Gümüşhane Canıca Kalesi Vank Köyü yakınında Kale Deresi denilen vadiye hakim bir dağın üzerinde bulunmaktadır. Kalenin ne zaman yapıldığı konusunda kaynaklarda yeterli bir bilgiye rastlanmamaktadır. Bununla beraber yörenin Hitit, Roma ve Bizans dönemlerinde yoğun bir yerleşime de sahne olduğu bilinmektedir.
Grek kaynaklarında “Palai Kastron” diye isimlendirdiği kale volkanik kayalar üzerindeki kaleyi ilk kez F.Cumont tanıtmıştır. Evliya Çelebi ‘de Seyahatnamesi’nde bu kaleden söz etmiştir. Kale ile ilgili bazı söylentilerde bulunmaktadır. Trabzon’un Fatih Sultan Mehmet tarafından fethinde önce Pontus Rum İmparatorunun kızının, bu kaleye hazineleri ile birlikte sığındığı ve burada öldüğü söylenmektedir.

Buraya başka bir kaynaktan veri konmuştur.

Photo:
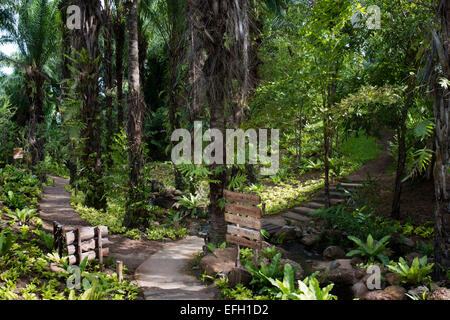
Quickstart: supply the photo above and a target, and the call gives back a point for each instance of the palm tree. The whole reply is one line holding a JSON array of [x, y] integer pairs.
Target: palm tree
[[86, 63], [35, 37], [135, 108], [442, 139]]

Kale doğu-batı yönünde art arda üç bölümden meydana gelmiştir. Kaleyi çeviren duvarlar kesme ve moloz taşların oluşturduğu 1.50 m. kalınlığında burçlarla takviyeli duvarlar ile çevrelenmiştir. Kale girişi batıdaki bir kapıdan sağlanmaktadır. Buradan küçük bir avluya geçilmektedir. Bu avludan da kalenin doğu bölümüne ulaşılan ikinci bir kapı daha bulunmaktadır.
Kalenin içerisinde kare planlı 4.10x4.10 m. ölçüsünde bir sarnıç ile karşılaşılmaktadır. Günümüze oldukça iyi bir durumda gelebilen sarnıcın içerisi ve dışarısı tamamen sıvalıdır. Yalnız üst örüsünün bazı bölümleri yıkılmıştır. Kalenin içerisinde bir şapel bulunmaktadır. Kuzeydeki kayaların kısmen oyulmasıyla meydana getirilen şapelin sağlam kalabilen duvarlarında İncil’den alınma sahnelerin tasvir edildiği fresk izleri görülmektedir. Ayrıca burada Hıristiyan azizlerinin resimleri de bulunmaktadır.